Brand concept for businesses ready

  • 2002-05-02
  • Aleksei Gunter
TALLINN

Estonian business people trying to lure investment or customers from abroad who may not know much about the country will soon be able to go by the book.

The book, a handbook promoting Estonia to be published May 17, is a tangible byproduct of the Brand Estonia project, the sometimes controversial state-funded promotion program that is now ready to launch.

Businesses in Estonia will be able to distribute the handbook for free through a copyright contract with Brand Estonia organizers Enterprise Estonia, the government's industry promotion arm.

Government ministries plan to make use of the books during the Eurovision Song Contest in Tallinn next month, when tourists and business representatives from around Europe will converge on the Estonian capital.

The Brand Estonia project began in April 2001, when business association representatives lobbied the national government to pay more attention to promoting the country abroad so that foreign companies would not ask elementary questions.

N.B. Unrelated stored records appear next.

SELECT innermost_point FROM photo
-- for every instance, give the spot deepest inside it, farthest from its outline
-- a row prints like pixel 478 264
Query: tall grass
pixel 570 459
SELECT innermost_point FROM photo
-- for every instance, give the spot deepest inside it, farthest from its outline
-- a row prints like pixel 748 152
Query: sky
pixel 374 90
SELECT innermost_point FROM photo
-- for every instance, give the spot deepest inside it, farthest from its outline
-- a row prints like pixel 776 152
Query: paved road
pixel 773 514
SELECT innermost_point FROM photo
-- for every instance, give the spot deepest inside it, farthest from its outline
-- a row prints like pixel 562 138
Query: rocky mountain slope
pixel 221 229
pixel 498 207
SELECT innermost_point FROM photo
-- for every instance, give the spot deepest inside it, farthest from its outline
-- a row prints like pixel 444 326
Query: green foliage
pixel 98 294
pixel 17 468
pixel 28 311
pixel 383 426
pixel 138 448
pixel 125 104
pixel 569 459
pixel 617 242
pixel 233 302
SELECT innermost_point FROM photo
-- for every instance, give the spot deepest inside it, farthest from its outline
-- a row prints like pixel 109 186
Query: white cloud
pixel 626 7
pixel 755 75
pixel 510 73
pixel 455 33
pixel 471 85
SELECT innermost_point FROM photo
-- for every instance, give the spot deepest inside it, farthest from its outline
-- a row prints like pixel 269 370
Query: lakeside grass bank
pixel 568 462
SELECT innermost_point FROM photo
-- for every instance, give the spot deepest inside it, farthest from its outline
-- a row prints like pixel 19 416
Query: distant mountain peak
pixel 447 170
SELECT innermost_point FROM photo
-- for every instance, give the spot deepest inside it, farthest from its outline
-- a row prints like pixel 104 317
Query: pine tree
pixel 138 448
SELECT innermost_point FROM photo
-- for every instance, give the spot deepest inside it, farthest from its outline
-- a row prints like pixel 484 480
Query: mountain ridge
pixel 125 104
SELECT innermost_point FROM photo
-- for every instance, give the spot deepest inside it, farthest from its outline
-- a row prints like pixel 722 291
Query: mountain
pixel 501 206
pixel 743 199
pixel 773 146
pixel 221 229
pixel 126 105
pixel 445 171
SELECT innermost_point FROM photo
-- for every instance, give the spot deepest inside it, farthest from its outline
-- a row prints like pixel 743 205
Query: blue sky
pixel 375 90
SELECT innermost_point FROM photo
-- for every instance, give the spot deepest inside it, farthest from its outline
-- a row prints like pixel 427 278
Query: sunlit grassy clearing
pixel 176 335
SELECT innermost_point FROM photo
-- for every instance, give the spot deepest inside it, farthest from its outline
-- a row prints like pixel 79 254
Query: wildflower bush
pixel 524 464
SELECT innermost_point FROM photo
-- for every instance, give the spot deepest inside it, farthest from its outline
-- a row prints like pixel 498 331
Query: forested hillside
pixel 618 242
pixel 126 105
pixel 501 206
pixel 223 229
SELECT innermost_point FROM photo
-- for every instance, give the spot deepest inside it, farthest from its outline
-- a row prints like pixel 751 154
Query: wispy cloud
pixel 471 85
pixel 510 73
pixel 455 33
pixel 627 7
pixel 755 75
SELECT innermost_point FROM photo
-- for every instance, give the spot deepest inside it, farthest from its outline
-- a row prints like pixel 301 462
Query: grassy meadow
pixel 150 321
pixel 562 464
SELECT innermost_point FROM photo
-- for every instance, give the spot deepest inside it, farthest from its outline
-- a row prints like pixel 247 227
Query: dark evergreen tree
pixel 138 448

A month later Estonia won the Eurovision Song Contest and became the contest's automatic hosts this year. Last June former Prime Minister Mart Laar's government OK'd plans to come up with a marketable image for Estonia, complete with slogans.

Enterprise Estonia formed Brand Estonia, a special team of local advertising and marketing experts.

"One of our primary goals was to save money on state promotion by using a single and targeted strategy," said Raul Malmstein, chairman of the board of Enterprise Estonia.

He said several state institutions and private businesses had different approaches and kept "reinventing the bicycle" again and again.

"The single identity of the country will create better opportunities for Estonian products and services offered abroad, increasing exports and foreign investments," said Malmstein.

The project included a survey of locals and foreigners about their impressions of Estonia.

The survey results confirmed some basic views of the country: Tallinn still is the country's top tourist destination; Estonian history and culture are fascinating; and Estonia's virtually unspoiled environment is increasingly a draw for foreign tourists.

Another trait, Estonia's fast economic recovery from Soviet occupation, led to one of the project's slogans: "Positively transforming."

The project's logo is a stylish "Welcome to Estonia" in flashy, 70s-style script.

Talks are currently underway with the postal service and the border guards to use the logo as a stamp for letters and in passports.

The new logo is not intended to take the place of Estonia's traditional symbols.

"We (Estonians) will keep the corn flower and the barn swallow to ourselves, but we do not intend to lure the English to Estonia with those," said Evelin Int-Lambot, the head of Brand Estonia.

The Brand Estonia team spent 13.31 million kroons ($760,000) on project development. Three million of that went into things like informational CDs and other materials for journalists covering the Eurovision Song Contest.

The project has been completed despite a chilly reception from the governing coalition that came to power earlier this year, which proposed that the money would be more wisely spent on regional development.